- Born: 12 December 1930 Rangoon, Burma, British India
- Died: 27 January 2018 (aged 87) Mumbai, Maharashtra
- Genres: Hindi film scores
- Occupation: Musician
- Instruments: Guitar, harmonica
- Years active: 1959–2018

= Bhanu Gupta =

Bhanu Gupta was an Indian guitarist and harmonist who is mostly known for this contribution in the Indian film industry. He has been associated with multiple music directors, including R. D. Burman, one of the seminal music directors of Indian film.

==Early life==
Bhanu Gupta was born in 1930 in Rangoon, Burma and learnt to play the harmonica from British sailors. As he could read and write Japanese, Bhanu at the age of 12, worked as an English interpreter in the Japanese army, at a monthly salary of ₹400. During these times he also witnessed the World War II at close quarters. He and his family worked closely with the Indian National Army and Subhas Chandra Bose. At 15, Gupta received a plastic harmonica as a gift and he learned to play it on his own. The first tune he learnt to play was the Indian National Anthem. In the 1940s his family moved to Kolkata, as the war in Burma was at its peak and lived in the Baidyabati area of Hooghly in West Bengal. While in Kolkata he studied oil technology and later worked with Caltex. Bhanu was an avid sportsman. He would swim across the Irrawaddy River, box and play cricket. At the age of 18, he started playing First Division Cricket in Calcutta League and played with the likes of Bapu Nadkarni, Pankaj Roy, and the West Indian pace bowler Roy Gilchrist. His name is still mentioned in the Kalighat club in Kolkata as one of their prolific players.

==Career==
While in Kolkata, Bhanu used to perform playing the harmonica in nightclubs and cabarets frequently. During that time, Bhanu had to decide whether to be a sportsman or a musician. But since there was no career path for a sportsman in those days, he chose to be a musician.

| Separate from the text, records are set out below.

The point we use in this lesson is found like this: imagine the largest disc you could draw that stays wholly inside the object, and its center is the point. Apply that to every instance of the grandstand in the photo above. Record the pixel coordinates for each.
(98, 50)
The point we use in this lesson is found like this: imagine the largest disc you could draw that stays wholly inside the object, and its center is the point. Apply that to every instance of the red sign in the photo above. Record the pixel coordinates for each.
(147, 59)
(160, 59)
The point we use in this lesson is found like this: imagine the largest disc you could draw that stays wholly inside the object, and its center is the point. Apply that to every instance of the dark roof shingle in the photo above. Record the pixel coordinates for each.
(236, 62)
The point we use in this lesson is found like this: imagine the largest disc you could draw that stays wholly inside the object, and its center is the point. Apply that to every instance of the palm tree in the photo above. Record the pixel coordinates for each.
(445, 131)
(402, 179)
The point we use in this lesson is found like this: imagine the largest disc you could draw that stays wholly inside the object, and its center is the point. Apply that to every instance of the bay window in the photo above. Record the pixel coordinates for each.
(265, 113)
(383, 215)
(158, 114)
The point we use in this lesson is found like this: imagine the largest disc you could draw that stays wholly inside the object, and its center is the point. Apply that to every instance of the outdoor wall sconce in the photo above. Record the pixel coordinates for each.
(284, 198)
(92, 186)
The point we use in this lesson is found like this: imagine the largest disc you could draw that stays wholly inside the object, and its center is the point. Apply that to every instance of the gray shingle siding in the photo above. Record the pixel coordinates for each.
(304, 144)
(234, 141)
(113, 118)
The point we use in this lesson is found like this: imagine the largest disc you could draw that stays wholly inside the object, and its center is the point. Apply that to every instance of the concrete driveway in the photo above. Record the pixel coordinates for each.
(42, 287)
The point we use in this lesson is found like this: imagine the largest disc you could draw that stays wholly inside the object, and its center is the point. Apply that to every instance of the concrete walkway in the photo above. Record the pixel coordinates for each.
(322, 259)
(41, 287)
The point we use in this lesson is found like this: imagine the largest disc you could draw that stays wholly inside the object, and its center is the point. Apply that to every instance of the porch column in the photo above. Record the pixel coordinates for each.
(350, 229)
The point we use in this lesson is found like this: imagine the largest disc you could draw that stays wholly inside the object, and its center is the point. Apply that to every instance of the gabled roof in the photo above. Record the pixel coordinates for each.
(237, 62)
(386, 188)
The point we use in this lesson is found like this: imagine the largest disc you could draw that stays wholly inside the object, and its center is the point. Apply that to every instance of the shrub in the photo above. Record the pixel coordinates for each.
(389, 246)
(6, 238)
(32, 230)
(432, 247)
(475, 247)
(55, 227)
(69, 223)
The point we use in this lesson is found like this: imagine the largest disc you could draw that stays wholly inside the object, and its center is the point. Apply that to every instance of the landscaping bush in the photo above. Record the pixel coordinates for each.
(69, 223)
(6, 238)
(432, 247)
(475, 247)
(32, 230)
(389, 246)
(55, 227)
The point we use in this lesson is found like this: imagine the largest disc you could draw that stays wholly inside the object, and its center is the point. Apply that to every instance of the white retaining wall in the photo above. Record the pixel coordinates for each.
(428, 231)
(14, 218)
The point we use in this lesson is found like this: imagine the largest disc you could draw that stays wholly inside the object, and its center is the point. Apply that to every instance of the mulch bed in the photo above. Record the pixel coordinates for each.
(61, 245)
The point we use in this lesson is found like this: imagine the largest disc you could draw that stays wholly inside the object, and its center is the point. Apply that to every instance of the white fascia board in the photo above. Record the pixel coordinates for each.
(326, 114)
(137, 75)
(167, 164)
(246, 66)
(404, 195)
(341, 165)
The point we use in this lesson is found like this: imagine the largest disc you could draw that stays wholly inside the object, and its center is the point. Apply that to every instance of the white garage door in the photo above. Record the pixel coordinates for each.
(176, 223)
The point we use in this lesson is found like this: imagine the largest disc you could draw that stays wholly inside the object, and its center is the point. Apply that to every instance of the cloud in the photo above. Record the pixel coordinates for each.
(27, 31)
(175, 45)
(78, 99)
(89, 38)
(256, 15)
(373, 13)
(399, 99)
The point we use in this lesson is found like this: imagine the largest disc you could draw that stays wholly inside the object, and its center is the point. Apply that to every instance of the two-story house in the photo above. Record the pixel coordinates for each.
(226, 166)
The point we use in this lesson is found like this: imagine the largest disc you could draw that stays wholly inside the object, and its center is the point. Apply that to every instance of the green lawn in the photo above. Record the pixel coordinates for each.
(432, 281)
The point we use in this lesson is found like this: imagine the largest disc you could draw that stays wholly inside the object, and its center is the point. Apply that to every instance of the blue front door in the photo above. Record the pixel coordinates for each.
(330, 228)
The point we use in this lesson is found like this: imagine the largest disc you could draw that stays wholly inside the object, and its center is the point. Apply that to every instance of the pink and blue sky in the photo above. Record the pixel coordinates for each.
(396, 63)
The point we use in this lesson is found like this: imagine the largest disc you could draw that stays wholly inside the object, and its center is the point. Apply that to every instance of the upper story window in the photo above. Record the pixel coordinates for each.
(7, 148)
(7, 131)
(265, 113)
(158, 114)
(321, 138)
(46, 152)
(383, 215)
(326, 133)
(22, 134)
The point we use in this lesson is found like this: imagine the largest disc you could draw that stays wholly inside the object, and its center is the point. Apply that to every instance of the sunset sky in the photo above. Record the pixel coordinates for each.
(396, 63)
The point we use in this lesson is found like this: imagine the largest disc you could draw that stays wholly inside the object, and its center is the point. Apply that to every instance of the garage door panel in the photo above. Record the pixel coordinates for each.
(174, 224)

In 1959 after living in Kolkata for nine years, Bhanu quit his job and set off for Mumbai with Rs 600 to make it big as a harmonica player much against the wishes of his family. His first break came with the film Paigham from music director C Ramchandra. Soon he started playing for Bipin Dutta and later with Salil Chowdhury and came to be popularly known as the Hindu harmonica player because most of the harmonists in those days were Christian. During one of his recordings for Salil Chowdhury, he chanced upon an old Edusonia guitar (made by Braganzas of Free School Street, Kolkata), lying in the state of neglect, fixed it and started to practice on it. During these days he used to live next door to music director duo Sonik Omi where the popular Madan Mohan would frequent. During one such visit Madan Mohan was impressed with Bhanu, having heard him practise. The former picked Bhanu to play for him in 1963. Around that time the legendary music director R. D. Burman was looking for a guitarist for a couple of songs. Bhanu Gupta was called in and this association with R. D. Burman continued up to the composer's death in 1994.
Post 1994, he played for various music directors Anu Malik, Nadeem Shravan and Bappi Lahiri among others.

==Notable works==
He played guitar in these and many more popular Rahul Dev Burman compositions.
- Dekhiye Sahibon – Teesri Manzil
- Suno Kaho – Aap Ki Kasam
- Chingari Koi Bhadke – Amar Prem
- Ek Main Aur Ek Tu – Khel Khel Mein
- Mehbooba Mehbooba – Sholay
- Ek Chatur Naar – Padosan
- Kya Yahi Pyaar Hai – Rocky
- Yaadon ki Baraat – Yaadon Ki Baraat
- Aisa Na Mujhe Tum Dekho – Darling Darling
- Tere Bina Zindagi – Aandhi
- Yeh Kori Karari – Samundar
- Kuch Na Kaho – 1942 A Love Story
- The Guitar Theme – Sholay
- Harmonica theme in Sholay where Amitabh Bachchan plays the harmonica as Jaya Bhaduri lights the lamp.

==Later years==
Bhanu Gupta lived in Mumbai but had shifted to Kolkata to pursue a musical career. He moved back to Mumbai post his recovery from severe illness. He died on January 27, 2018, after battling health issues.